Геннадий соединил концы провода. Осторожно начал спускаться.

Последние два метра сполз. Руки горели, как от

ожога. Молча обулся, натянул пальто, облизал пересохшие

губы.

Мать сердито смотрела на сына.

— Тетя Оля, да ведь он же ничего плохого не сделал,— ,

заступился Миша.

— Молчи, заступник.

Вечером с Николаем Ивановичем внесли радиоприемник.

Долго возились с ним.

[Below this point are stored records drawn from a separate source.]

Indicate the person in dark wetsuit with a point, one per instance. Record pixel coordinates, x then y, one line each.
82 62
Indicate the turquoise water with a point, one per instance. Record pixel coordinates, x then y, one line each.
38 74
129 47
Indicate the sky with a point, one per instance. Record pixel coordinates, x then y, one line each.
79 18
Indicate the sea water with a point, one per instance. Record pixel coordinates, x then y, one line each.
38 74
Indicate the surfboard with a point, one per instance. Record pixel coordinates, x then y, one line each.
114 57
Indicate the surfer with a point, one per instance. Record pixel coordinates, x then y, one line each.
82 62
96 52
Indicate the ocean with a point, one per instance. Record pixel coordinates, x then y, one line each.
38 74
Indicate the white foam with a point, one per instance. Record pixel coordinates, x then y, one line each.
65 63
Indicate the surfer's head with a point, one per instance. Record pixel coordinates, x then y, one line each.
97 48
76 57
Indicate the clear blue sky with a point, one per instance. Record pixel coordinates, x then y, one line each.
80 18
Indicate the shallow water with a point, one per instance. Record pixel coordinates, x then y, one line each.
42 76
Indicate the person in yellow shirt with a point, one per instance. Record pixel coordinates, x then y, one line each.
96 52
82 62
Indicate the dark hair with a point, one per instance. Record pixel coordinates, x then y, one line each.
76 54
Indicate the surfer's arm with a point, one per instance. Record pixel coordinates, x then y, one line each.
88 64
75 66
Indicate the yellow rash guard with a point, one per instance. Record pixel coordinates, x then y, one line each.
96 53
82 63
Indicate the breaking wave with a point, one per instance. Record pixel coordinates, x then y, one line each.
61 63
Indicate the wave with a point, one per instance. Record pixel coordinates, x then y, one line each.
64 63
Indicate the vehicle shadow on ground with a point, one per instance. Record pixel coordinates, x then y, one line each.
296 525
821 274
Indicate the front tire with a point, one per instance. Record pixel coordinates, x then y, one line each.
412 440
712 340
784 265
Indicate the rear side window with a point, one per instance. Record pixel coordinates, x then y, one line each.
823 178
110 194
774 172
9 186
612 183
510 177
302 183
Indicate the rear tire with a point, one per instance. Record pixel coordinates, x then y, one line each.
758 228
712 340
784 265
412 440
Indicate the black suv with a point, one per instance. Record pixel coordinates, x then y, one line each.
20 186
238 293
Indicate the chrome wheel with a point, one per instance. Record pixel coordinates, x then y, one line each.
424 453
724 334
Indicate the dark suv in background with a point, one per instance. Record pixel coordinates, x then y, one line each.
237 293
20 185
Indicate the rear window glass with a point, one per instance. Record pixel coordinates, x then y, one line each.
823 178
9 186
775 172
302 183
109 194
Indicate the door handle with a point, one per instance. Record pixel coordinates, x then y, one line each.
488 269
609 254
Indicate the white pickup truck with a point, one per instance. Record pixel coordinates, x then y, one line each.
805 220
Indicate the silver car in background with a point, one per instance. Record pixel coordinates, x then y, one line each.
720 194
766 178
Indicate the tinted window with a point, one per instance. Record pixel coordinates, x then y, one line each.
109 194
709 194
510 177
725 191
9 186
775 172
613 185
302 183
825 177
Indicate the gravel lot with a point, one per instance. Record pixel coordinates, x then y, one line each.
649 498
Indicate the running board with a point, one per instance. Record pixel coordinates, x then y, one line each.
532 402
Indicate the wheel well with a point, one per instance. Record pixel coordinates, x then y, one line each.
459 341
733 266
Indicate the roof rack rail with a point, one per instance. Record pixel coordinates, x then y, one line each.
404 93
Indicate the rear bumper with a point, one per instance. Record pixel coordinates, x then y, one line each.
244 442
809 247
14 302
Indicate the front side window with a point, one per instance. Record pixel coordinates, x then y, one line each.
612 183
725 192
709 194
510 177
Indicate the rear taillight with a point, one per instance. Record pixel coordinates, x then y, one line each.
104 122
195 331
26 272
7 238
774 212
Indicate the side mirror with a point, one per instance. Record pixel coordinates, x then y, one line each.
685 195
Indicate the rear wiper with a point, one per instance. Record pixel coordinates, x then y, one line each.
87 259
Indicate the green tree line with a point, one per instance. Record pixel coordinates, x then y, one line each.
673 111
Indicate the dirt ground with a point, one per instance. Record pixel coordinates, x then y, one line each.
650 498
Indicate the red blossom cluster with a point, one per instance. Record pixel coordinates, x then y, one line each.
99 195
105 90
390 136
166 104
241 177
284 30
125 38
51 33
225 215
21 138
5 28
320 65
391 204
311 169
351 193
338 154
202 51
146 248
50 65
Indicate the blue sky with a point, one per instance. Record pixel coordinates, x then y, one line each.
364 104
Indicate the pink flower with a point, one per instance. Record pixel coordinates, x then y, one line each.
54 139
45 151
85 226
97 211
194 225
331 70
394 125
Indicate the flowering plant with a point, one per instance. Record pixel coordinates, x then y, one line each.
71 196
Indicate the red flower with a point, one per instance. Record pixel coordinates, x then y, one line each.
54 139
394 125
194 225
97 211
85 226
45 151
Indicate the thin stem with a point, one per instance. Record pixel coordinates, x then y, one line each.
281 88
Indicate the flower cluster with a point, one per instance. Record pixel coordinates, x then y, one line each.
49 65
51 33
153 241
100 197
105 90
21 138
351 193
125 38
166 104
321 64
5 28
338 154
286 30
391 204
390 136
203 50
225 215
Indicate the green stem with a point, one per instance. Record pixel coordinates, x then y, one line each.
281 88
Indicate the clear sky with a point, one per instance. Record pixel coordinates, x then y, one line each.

Притихшая Ольга Ивановна ждала,

когда загорятся огоньки, осветят шкалу. Но приемник молчал.

Раздосадованные, в двенадцатом часу ночи отнесли его

на прежнее место.

Утром Николай Иванович и Геня вышли во двор. Провод

был оборван. ≪Ветер! Надо лезть опять≫.

— Ты, дружок, на живую нитку пришил. Теперь надо

начинать сначала. Повремени, я достану когти.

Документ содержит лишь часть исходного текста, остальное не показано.